- Founded: 2009; 17 years ago
- Founder: Maureen A. Bryan
- Activity: Platform for the works of women filmmakers, artists and thought leaders internationally
- Website: thevoiceofawoman.com

= The Voice of a Woman =

Platform for women creatives and leaders

The Voice of a Woman (VOW) & Voices In Art (VIA), is an organization founded by Maureen A. Bryan in 2009 to exhibit the works of artists in film, contemporary art and music. THE VOICE OF A WOMAN FESTIVAL | VOW FEST has been presented each year in London, New York, Cannes and Jamaica.

==History==
Maureen A. Bryan, founder and chief executive officer of VOW & VIA, earned a master's degree in directing theatre from The Actors Studio in New York (1994) under its President (actor) Paul Newman and later the director Arthur Penn and actors Ellen Burstyn, Al Pacino, Harvey Keitel.

Sponsored by HBO THE VOICE OF A WOMAN FESTIVAL has featured a curated program of film screenings and talks, live music performances, and contemporary art exhibitions, while amplifying issues related to women and girls and the works of international NGO’s such as Amnesty International, Human Rights Watch and others.

Since 2016, VOW has held its annual film festival in New York City sponsored by HBO.

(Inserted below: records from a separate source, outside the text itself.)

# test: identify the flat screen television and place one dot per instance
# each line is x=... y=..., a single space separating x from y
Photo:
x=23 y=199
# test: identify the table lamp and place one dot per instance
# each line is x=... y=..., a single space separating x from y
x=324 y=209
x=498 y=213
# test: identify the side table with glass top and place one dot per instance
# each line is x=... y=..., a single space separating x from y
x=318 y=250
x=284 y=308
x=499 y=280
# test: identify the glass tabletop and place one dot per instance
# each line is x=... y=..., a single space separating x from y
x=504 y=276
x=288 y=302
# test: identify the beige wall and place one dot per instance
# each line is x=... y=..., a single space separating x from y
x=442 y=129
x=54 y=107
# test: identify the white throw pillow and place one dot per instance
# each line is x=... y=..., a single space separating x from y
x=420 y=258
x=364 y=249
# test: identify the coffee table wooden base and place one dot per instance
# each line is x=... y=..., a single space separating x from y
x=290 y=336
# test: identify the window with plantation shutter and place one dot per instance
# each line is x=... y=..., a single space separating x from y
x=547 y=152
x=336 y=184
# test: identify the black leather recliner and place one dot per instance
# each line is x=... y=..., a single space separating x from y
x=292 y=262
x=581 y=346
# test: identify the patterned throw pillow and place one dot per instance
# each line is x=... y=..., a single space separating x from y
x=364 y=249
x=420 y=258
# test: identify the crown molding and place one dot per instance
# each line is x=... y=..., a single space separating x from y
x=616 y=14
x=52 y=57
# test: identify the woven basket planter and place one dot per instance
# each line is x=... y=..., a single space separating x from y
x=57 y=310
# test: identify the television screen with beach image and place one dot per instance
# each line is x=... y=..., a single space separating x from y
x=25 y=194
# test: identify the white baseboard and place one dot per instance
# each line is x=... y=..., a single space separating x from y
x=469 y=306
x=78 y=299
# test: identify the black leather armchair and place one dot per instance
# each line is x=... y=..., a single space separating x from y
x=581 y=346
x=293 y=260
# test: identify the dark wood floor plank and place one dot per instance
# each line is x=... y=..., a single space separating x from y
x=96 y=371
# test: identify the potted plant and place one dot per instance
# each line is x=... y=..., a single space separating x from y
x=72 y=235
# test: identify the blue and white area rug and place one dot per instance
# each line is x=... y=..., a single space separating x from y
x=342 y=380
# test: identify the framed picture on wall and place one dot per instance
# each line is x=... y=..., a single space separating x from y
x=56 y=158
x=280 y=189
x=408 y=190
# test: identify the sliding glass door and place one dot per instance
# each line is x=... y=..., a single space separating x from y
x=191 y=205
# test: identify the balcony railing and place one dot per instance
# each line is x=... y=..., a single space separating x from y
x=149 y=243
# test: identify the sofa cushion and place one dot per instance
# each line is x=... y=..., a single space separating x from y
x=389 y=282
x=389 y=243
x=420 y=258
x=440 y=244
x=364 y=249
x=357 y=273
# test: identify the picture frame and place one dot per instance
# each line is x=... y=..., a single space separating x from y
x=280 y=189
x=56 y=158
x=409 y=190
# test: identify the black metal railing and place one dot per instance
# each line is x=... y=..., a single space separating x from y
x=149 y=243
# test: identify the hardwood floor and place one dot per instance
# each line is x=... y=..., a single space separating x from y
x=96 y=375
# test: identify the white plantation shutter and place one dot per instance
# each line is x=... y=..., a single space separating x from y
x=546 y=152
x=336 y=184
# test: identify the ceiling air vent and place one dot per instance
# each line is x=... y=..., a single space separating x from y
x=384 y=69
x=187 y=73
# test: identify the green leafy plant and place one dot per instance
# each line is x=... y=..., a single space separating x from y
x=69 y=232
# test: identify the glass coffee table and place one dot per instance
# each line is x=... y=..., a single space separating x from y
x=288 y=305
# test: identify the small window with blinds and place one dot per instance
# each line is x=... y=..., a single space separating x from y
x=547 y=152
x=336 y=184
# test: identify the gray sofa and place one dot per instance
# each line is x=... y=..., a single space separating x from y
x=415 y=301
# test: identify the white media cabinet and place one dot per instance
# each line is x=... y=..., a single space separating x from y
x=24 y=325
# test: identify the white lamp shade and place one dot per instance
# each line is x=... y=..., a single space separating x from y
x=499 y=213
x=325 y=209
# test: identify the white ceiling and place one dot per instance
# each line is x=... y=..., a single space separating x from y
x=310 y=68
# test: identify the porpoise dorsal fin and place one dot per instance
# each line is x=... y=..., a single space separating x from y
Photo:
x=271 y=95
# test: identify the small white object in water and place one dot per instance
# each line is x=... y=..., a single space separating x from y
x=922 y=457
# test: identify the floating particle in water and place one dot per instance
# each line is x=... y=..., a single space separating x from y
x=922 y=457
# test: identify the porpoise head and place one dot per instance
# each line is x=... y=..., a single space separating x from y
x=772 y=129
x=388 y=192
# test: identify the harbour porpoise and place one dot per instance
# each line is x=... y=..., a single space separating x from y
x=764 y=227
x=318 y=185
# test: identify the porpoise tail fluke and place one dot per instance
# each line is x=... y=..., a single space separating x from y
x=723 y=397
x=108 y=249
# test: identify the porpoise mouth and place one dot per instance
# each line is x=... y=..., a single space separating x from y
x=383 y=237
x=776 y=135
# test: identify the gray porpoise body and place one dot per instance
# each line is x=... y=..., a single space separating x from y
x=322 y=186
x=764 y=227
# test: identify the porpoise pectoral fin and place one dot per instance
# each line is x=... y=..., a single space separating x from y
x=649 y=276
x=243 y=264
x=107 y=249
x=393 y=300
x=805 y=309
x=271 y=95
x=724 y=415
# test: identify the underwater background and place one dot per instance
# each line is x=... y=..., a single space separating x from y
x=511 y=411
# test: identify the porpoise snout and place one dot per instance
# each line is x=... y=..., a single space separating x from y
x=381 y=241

In November 2018, THE VOICE OF A WOMAN FESTIVAL, sponsored by Miu Miu, HBO and Kodak, was held at the Museum of Modern Art (MoMA) in New York City, featuring the work of such artists and filmmakers as Agnès Varda, Ava DuVernay, So Yong Kim, Elizabeth Columba, Crystal Moselle, Zoe Cassavetes, Chloë Sevigny, Naomi Kawase, Haifaa Al Mansour, Dakota Fanning, Hiam Abbass, Miranda July, Massy Tadjedin, Giada Colagrande, Lucrecia Martel, Alice Rohrwacher, Ming Smith, Lynn Hershman Leeson, and Adepero Oduye. In the same year THE VOICE OF A WOMAN FESTIVAL JAMAICA was launched featuring Grace Jones in Kingston and Ochio Rios as part of a campaign to End Violence Against Women and Girls.

==The Voice of a Woman Awards==

In 2012 The Voice of a Woman Awards were launched in London at the National Portrait Gallery.

Recipients in the UK, US and France have included: Ming Smith, Shirin Neshat, Grace Jones, Dr. Scilla Elworthy, Deeyah Khan, Bethanne Hardison, Zoë Wanamaker CBE, Sylvia Syms OBE, Alison Owen, Kim Longinotto, Darnell Martin, Shola Lynch, So Yong Kim, Chloe Sevigny, and others.

==VOW Talks==
As part of an international traveling series VOW has featured live talk events, which have featured: Nina Menkes, Shirin Neshat, Kim Longinotto, Germaine Greer, Darnell Martin, Grace Jones, Ming Smith, Elizabeth Columba, Deeyah Khan, Dr. Scilla Elworthy PhD, and others.

==International Projects==
VOW also engages in projects that deliver mentoring and training internationally. Over the years VOW has collaborated with UNICEF, UN WOMEN, Amnesty International, Human Rights Watch, and other NGOs on international projects. VOW has also worked with grassroots organizations, schools, universities and communities in South Africa, Tanzania, Uganda, Jamaica, the UK and the US.